This post, longer than most (apologies), reflects take-aways from a one-hour zoom program reflecting thinking at the annual January San Francisco conference on medtech held under JP Morgan auspices. That zoom was sponsored by MassBio and I am told it was recorded and will be made available; below is my summary and omits some discussion and is intended to be suggestive and not definitive. Speakers included an investment banker, two attorneys and one medtech in-house counsel.
- Is 2026 going to be a good year? Some optimism but no one predicts a boom in funding or M&A (perhaps exits?). Pessimism in 2025 was based on politics, tariffs, US economy generally, international events; perhaps those factors are today better understood and perhaps players are more willing to deal, but those concerns continue to some degree. Some areas seem poised to be strong (see below) and one new development is seeming willingness of lenders to support strong emerging companies with non-equity (debt) funding. Much emphasis on importance of having companies seeking funding or M&A getting their houses in order as diligence will be intense: do you have right people, do you know your market, are you offering something that moves a needle rather than being a modest increment, do you understand applicable reimbursement, do you have strong financial projections.
- The future is much about applying AI to bio and medtech. Strong view that the future is NOW. Companies that will succeed will be applying AI to process and product fully, and not on a trial balloon, testing basis. Do players have a plan to integrate AI and have the staff that can use it fully now? AI as part of the “service offering is a requisite.” Further, AI in health care will result in operational efficiency so the lack of staffing today will be eased as doctors and care givers are relieved of many tasks and are able to focus on application of medicine. Finally, note Open AI and Anthropics have released recent advances in AI to improve medtech, telling you the AI community is active in positioning in medtech.
- Beware mid-term elections. Emphasis is on doing deals before mid-terms, which likely will affect many factors regardless of which party wins and will take time to assess in terms of investment, market and M&A.
- Tariffs had some impact on planning in 2025 and less impact on markets; they remain a question, caused movement of manufacture and supply chains onshore. Remain a factor in an unknown environment.

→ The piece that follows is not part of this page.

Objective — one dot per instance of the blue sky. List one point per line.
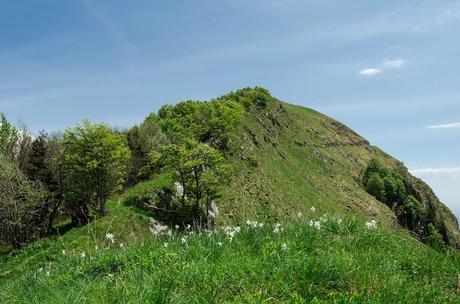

- Improved health does not reduce need for medicine, procedures, etc; rather as people get healthier they live longer, need more, increase need for procedures. A major factor that is not yet fully understood is the effect of progress in weight loss. Rough example: someone weighs 500 pounds, dies or if survives has no incentive to improve body to be functional and live longer; someone down to 200 pounds wants to replace the knee, fix the shoulder, attend to medication more assiduously, etc.
- Acknowledging mixed view of prospects for 2026, what areas are thought to be most promising for funding, M&A? Cardio, women’s health (with one dissent from the sole female panelist), surgical visualization, ortho, robotic surgery (as use of machines is adopted by more and smaller hospitals). But nothing “frothy” is to be expected; these are measured predictions.